The validator node doesn’t require a public Internet connection for its service but it still requires maintenance, security updates and monitoring. This can be achieved through a server hosted in the cloud, or a separate Internet connection in the data center (preferably with VPN connectivity). It is strongly recommended to hire/contract someone with operations experience for a secure setup.
The sentry nodes require maintenance and security updates too. Since they have a public-facing interface, extra care need to be taken for proper maintenance. For example, we don’t want to end up with snapshots that contain malware, that was introduced on an instance earlier.
Why not all-in with the cloud?
Putting the validator in the cloud has technical difficulties. The KMS services provided by Amazon and Google are missing some of the algorithms Tendermint is using. Setting up a validator without KMS is a big security risk for production use.

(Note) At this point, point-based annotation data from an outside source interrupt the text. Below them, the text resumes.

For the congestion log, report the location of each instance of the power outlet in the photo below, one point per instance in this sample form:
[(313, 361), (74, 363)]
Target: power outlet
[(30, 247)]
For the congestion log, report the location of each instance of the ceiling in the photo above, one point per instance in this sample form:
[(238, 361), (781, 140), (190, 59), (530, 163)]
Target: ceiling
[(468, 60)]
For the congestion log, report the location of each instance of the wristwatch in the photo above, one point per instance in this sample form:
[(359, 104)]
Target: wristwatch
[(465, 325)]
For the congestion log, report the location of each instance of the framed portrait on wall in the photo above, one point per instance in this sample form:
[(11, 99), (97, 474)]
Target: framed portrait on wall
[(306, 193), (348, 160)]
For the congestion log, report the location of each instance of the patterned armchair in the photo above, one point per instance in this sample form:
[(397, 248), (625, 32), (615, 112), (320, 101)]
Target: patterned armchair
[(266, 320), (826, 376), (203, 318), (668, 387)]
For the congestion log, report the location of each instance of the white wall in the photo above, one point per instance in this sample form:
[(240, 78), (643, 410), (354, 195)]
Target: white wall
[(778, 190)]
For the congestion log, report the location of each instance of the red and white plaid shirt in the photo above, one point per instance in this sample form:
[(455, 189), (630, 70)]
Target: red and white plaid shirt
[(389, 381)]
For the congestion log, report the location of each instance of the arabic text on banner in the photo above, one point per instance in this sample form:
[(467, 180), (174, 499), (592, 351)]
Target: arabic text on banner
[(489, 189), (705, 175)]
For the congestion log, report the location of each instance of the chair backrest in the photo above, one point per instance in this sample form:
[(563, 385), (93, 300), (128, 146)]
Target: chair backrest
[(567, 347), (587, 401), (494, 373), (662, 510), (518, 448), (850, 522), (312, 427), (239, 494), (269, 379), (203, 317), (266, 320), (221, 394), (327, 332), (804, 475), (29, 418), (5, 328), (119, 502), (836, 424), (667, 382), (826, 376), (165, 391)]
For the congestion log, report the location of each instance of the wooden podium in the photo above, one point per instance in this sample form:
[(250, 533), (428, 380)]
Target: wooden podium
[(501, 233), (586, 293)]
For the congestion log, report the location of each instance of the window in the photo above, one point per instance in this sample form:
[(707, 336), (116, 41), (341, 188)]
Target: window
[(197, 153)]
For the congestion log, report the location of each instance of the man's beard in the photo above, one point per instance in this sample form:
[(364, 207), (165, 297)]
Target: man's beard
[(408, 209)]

The other issue is that VPC Peering is not available among different cloud providers. The alternative option is VPN over public Internet. Or the validator is locked into one cloud provider, which is also a risk.
Other attacks to resolve
The DDoS attack described here is not the only attack to be resolved for a validator node. For example the HTTP port open to the Internet is susceptible for man-in-the-middle attacks. Although this attack doesn’t impact the Cosmos Hub, it can impact the validator node. A malicious attacker can present an altered state of the network to the validator node and force it to behave incorrectly from the networks perspective - which can lead to slashing of the validator node’s tokens. The SNA does not target to resolve this, however it provides some coverage by making the man-in-the-middle attack harder, because of the multiple sentry nodes.
The above solution provides a way to hide the IP address of the validator node and provide a more easily scalable list of public IP addresses for DDoS mitigation. As mentioned before, this is one such proposed architecture and hopefully more will surface in the community with active discussion around them.